BOGHAZ-KEUI: BIRD’S-EYE VIEW OF THE LOWER PALACE
With the modern village beyond.
We have no published means of estimating, from this source or otherwise, the history of the development of this ancient capital. But some conjectures, as a working hypothesis, may be made from the probabilities of the case with this date as a basis, awaiting meanwhile further illumination from Dr. Winckler and his colleagues. In the first place, as to the date of the main fortifications, though the period of empire is not often the time of building home defences, yet in this case the deliberate and vast nature of the outer walls conveys no impression of a stricken people hastening to defend themselves, nor even of precipitation. The scheme and details are carried out with dignity, thoroughness, and elaboration. It was the product of a prosperous age, dictated by prudence rather than immediate conscious necessity. Yet the pride of Hittite power soon passed; even while treating on equal terms with the courts of Thebes and Babylon, the shadow of the Assyrian armies already clouded the eastern horizon; and the menace of barbarian northern hordes was probably ever present, particularly as their offensive powers weakened. It may safely be supposed that their city must have been prepared against assault at any rate before the inroads of the Phrygian Muski, in the twelfth century B.C. And secondly, with regard to the palace just considered, built as it is upon the ruins of one which flourished in the time of Rameses the Great, it represents a reconstruction and re-establishment of royal state at some time subsequent. As to the date of this revival there is little evidence. From the plan of the palace it may be conjectured to have preceded any wide spreading of Assyrian influences; and from our own observations it was probably contemporary with a certain class of coloured pottery, which at Sakje-Geuzi[495] was already passing out of vogue at the beginning of the first millennium B.C. Upon this point it is interesting to notice that the difference of axial direction between this and the buried palace, namely, 2½°, would, if astronomically dictated, suggest a difference of date amounting to about two hundred and thirty years,[496] assigning the period of restoration to the eleventh century B.C.
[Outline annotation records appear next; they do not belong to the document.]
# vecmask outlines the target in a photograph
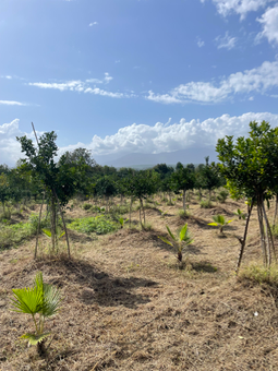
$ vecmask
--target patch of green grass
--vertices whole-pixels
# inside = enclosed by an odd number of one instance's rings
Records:
[[[97,235],[110,234],[119,229],[119,224],[110,220],[104,215],[75,219],[70,225],[68,225],[68,228],[70,229],[77,230],[83,234],[95,232]]]

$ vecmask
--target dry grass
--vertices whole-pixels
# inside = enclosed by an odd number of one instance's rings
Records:
[[[276,286],[233,275],[244,222],[227,226],[226,238],[207,226],[219,208],[229,216],[237,206],[227,201],[204,210],[192,199],[186,223],[194,243],[185,270],[157,238],[166,224],[172,230],[184,224],[177,215],[181,202],[159,207],[165,217],[146,211],[148,231],[124,228],[98,239],[71,232],[71,261],[35,262],[34,242],[0,254],[1,371],[278,369]],[[81,207],[68,214],[88,216]],[[138,212],[132,218],[138,220]],[[254,213],[245,265],[259,260],[257,234]],[[32,320],[8,310],[11,289],[32,285],[37,271],[64,295],[61,312],[46,325],[53,334],[46,358],[19,340]]]

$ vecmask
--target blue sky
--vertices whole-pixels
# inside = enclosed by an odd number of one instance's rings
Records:
[[[278,124],[278,1],[1,0],[0,163],[55,130],[99,155]]]

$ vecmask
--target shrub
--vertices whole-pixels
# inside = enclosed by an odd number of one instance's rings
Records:
[[[90,208],[92,208],[90,204],[84,204],[83,205],[83,210],[85,210],[85,211],[90,210]]]
[[[226,220],[222,215],[214,215],[213,219],[214,219],[214,223],[208,223],[208,226],[219,227],[220,234],[223,232],[223,227],[227,226],[227,224],[232,222],[232,220]]]
[[[178,262],[182,264],[183,249],[194,241],[193,238],[191,238],[191,235],[188,230],[188,223],[180,230],[177,231],[176,236],[172,234],[171,229],[168,226],[166,226],[166,228],[169,237],[171,238],[171,241],[169,241],[165,237],[158,236],[158,238],[160,238],[164,242],[170,244],[172,248],[176,249]]]
[[[228,198],[229,198],[229,192],[226,190],[220,191],[219,194],[217,195],[217,200],[220,203],[225,203]]]

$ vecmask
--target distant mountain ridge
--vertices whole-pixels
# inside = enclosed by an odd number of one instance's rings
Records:
[[[217,160],[217,153],[213,146],[190,147],[176,152],[162,152],[159,154],[130,153],[122,157],[116,156],[96,156],[95,159],[99,165],[109,165],[113,167],[133,167],[133,166],[155,166],[157,164],[172,165],[182,164],[204,164],[205,157],[209,156],[209,161]]]

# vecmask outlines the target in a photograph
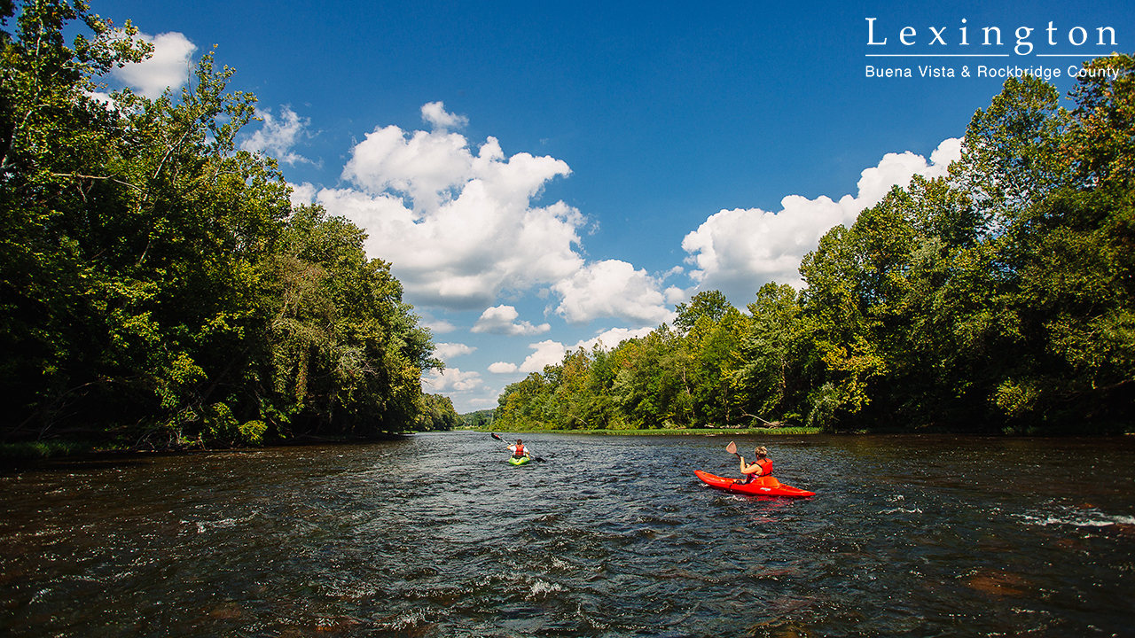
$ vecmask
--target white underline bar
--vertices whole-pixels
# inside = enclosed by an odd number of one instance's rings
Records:
[[[867,58],[1008,58],[1009,53],[864,53]]]

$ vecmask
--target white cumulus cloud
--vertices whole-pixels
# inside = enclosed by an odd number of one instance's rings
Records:
[[[430,394],[476,392],[484,386],[479,372],[462,372],[460,368],[446,368],[440,372],[430,370],[422,376],[422,392]]]
[[[579,342],[572,347],[572,350],[575,350],[578,347],[582,347],[585,350],[591,350],[596,345],[602,345],[603,350],[609,351],[614,350],[615,346],[617,346],[619,344],[623,343],[627,339],[645,337],[649,335],[651,330],[654,330],[654,328],[650,326],[646,326],[642,328],[634,328],[634,329],[611,328],[609,330],[604,330],[602,334],[599,334],[594,338]]]
[[[451,121],[440,106],[427,114]],[[387,126],[353,149],[343,170],[353,187],[323,188],[316,201],[368,232],[368,255],[392,263],[412,303],[472,310],[583,266],[583,216],[562,201],[532,205],[548,181],[570,173],[550,157],[505,157],[494,137],[474,153],[444,128]]]
[[[928,163],[909,151],[888,153],[878,166],[860,174],[858,196],[834,202],[827,196],[789,195],[775,212],[722,210],[682,240],[682,249],[690,253],[686,261],[693,266],[690,277],[698,288],[720,289],[734,303],[743,303],[768,282],[800,287],[800,260],[827,230],[836,224],[850,226],[859,212],[878,203],[892,186],[906,186],[916,174],[945,175],[949,163],[960,157],[961,141],[950,138],[931,153]]]
[[[485,312],[481,313],[477,322],[470,331],[473,333],[488,333],[490,335],[508,335],[508,336],[520,336],[520,335],[539,335],[547,333],[552,329],[549,324],[541,324],[539,326],[533,326],[528,321],[521,321],[516,324],[516,318],[520,313],[516,309],[511,305],[498,305],[496,308],[487,308]]]
[[[257,109],[257,116],[262,118],[264,124],[241,144],[242,149],[253,153],[263,152],[289,166],[296,162],[313,163],[292,151],[292,146],[300,135],[305,133],[311,119],[301,118],[286,104],[280,107],[279,117],[274,116],[270,109]]]
[[[524,362],[520,366],[515,363],[510,363],[507,361],[497,361],[489,366],[489,372],[496,375],[505,375],[510,372],[521,371],[521,372],[540,372],[544,370],[545,366],[558,366],[563,363],[564,354],[569,350],[578,350],[582,347],[583,350],[590,351],[596,345],[600,345],[604,350],[611,351],[620,343],[637,338],[645,337],[650,334],[651,327],[644,328],[611,328],[609,330],[604,330],[602,334],[590,338],[582,339],[575,345],[568,347],[564,344],[547,339],[540,343],[529,344],[528,347],[535,350],[532,354],[529,354]]]
[[[524,359],[524,362],[520,364],[519,370],[521,372],[540,372],[545,366],[558,366],[563,363],[564,353],[568,352],[564,344],[552,339],[533,343],[528,347],[536,352],[529,354]]]
[[[153,37],[140,33],[135,37],[153,44],[153,54],[141,62],[115,68],[110,72],[112,77],[150,99],[160,96],[167,87],[176,92],[188,82],[196,44],[177,32]]]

Doubtless some clear evidence will be forthcoming with the progress of excavations; for the present we can only pay due regard to the few items of circumstantial evidence that are available. The absence of visible sculptures on the façade of the building, in contrast with the buildings of Eyuk, Sinjerli, and Sakje-Geuzi, is curiously significant. That phase of motive seems to be reflected rather in the two sculptured stones already mentioned as recently found somewhat further up the slope of Beuyuk Kaleh, at the foot of which the palace stands.[497] Two sculptured lions indeed are found lying in close proximity to the lower palace, those which were supposed by Texier and Perrot[498] to be the arms of a throne, but are now shown[499] to be the end ornaments of a tank, with a similar pair on the opposite side. These correspond both in style and in details of art with the lions guarding the palace entrance at Sakje-Geuzi,[500] which may be dated with some security to the tenth or ninth century B.C. If then the lions of Boghaz-Keui can be shown to have organic relation to the palace in the precincts of which they lie, then a basis for solution to the problem is obtained, and the date depends upon the range of time during which such sculptures were in vogue. But if, on the other hand, this tank was an addition to the palace, and of later date, as its partly exposed situation, above the level of the palace floor, suggests, then the palace is of earlier date, preceding the period when such sculptured lions were in fashion, a conclusion which our other considerations seem to justify. Incidentally we arrive at a possible date for certain sculptures of like kind, as the lion of Eyuk, and possibly the Lion Gateway of the acropolis.
PLATE LXIII
BOGHAZ-KEUI: CAMP AT THE FOOT OF BEUYUK KALEH
BOGHAZ-KEUI: THE SANCTUARY OF IASILY KAYA
View of the sculptures on the left side from within.